La seconda chiesa visitata, dell’Assunta, contiene opere artistiche antiche, recuperate da edifici religiosi terremotati o diruti, quali la pala settecentesca dell’altare maggiore e il pregevole busto ligneo dell’Ecce Homo, accanto a tantissime statue processionali dei secoli scorsi, come ci ha fatto notare padre Francesco, parroco del paese.
La terza chiesa, situata nella parte bassa del centro abitato, a una sola navata, è intitolata al patrono San Giovanni Battista, che si festeggia a giugno: la statua esposta in edicola al di sopra dell’altare è opera di artista napoletano, datata 1730; pure del ‘700 sono i dipinti di San Giovanni nel deserto e di San Francesco di Paola. Ma quella che ci ha colpito di più è un dipinto su tela di Giuseppe Cavaleri (1829-1880), pittore e scultore di Grotteria, che rientra nella storia del nostro territorio: opera molto significativa, con lo sguardo del Battista che mira lontano, una mano che poggia sulla bibbia e l’altra in alto col dito puntato, mentre due animali sono ai suoi piedi. È semivestito, con abiti alquanto logori, ma rivelano parte della corporatura muscolosa, audace. È un Battista che ha coraggio aspettando il futuro, non è quello della testa mozzata a causa della gelosia perversa di Erodìade.
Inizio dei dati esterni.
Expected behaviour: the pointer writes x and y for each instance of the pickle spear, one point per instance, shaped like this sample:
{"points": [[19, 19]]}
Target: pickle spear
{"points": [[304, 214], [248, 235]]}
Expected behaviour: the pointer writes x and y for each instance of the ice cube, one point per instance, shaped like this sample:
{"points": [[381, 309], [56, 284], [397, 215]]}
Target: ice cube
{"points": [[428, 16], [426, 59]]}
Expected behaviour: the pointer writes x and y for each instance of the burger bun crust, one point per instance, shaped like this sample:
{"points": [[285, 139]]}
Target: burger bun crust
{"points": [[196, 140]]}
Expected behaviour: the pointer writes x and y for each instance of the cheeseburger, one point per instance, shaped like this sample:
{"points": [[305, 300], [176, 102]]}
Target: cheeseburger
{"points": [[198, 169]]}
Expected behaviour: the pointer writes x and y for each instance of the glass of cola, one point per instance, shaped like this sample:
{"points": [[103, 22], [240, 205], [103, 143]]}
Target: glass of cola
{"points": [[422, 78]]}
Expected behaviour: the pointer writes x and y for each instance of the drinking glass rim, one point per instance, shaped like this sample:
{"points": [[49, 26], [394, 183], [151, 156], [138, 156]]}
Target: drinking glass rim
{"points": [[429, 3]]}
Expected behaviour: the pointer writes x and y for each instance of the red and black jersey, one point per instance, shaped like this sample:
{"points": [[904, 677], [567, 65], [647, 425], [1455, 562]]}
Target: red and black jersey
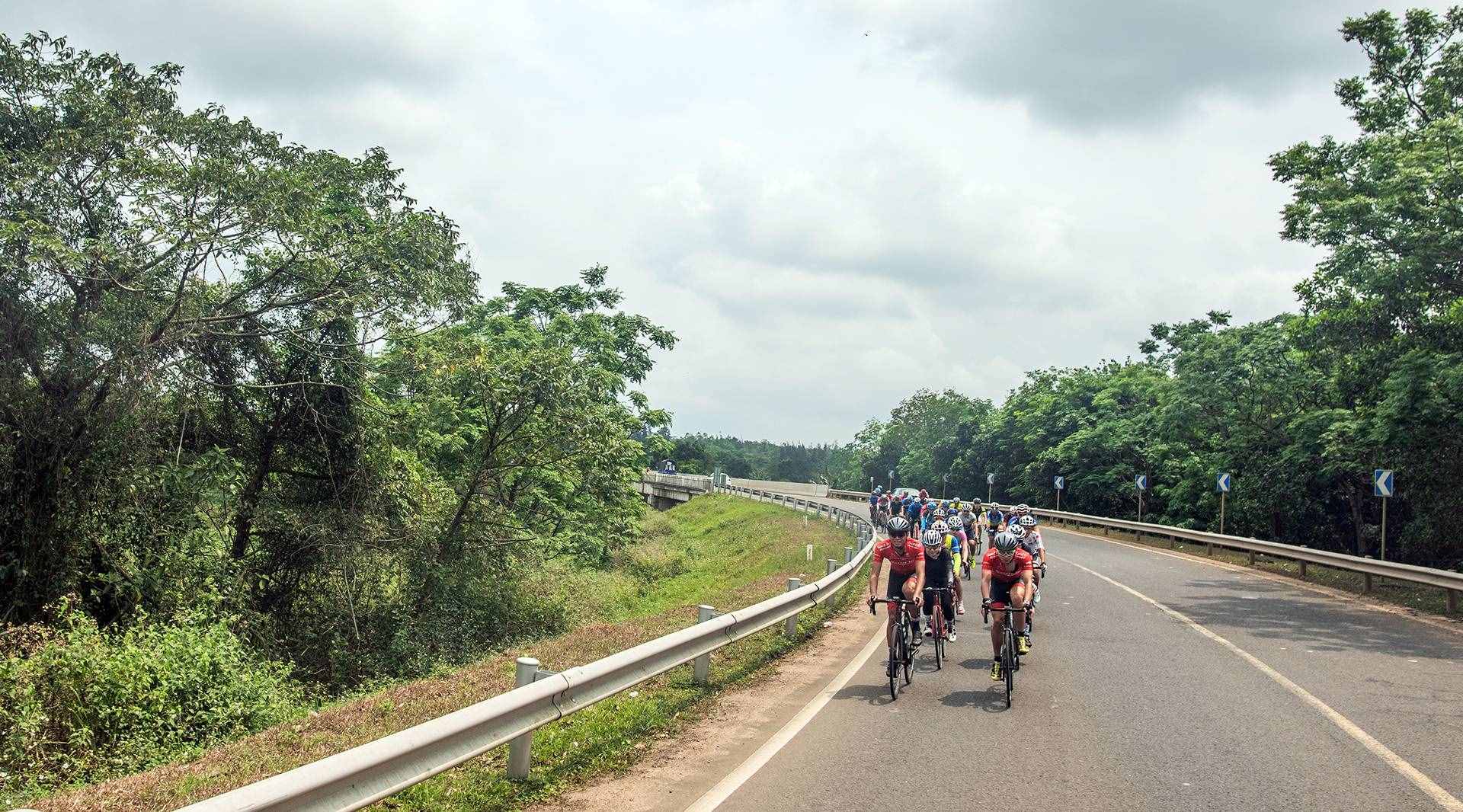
{"points": [[903, 555], [1007, 572]]}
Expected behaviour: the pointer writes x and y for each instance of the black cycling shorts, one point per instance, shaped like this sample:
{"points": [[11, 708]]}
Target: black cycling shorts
{"points": [[947, 600], [1001, 591], [896, 586]]}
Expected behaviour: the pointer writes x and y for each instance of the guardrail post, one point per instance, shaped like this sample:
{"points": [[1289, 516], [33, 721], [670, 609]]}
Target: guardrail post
{"points": [[703, 666], [790, 625], [520, 751]]}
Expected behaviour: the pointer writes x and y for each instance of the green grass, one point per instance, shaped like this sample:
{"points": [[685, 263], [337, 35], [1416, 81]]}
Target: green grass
{"points": [[1401, 593], [728, 542], [717, 549]]}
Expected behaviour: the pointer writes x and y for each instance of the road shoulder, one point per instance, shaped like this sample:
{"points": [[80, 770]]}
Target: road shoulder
{"points": [[679, 769]]}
Il piccolo borgo ci ha regalato delle vetustà conservate con amore, grazie al culto delle memorie. Invitiamo altri a visitarlo, perché si deve conoscere per potere apprezzare. Anche bere l’acqua delle sue fontane, una diversa dall’altra, con sapori e indizi di luoghi specifici, ma tutte genuine, che percorrono poche decine di metri di tubature e finiscono tutte giù nella valle a unirsi alle acque della fiumara Levadio.
È la Scialata la sorgente d’acqua oligo-minerale più nota, presso un’area attrezzata per picnic, situata nelle verdi e boscose montagne, a breve distanza dal paese, alla fine di un percorso naturalistico suggestivo, tra alberi, ruscelli e cascatelle, che ci proponiamo di visitare prossimamente.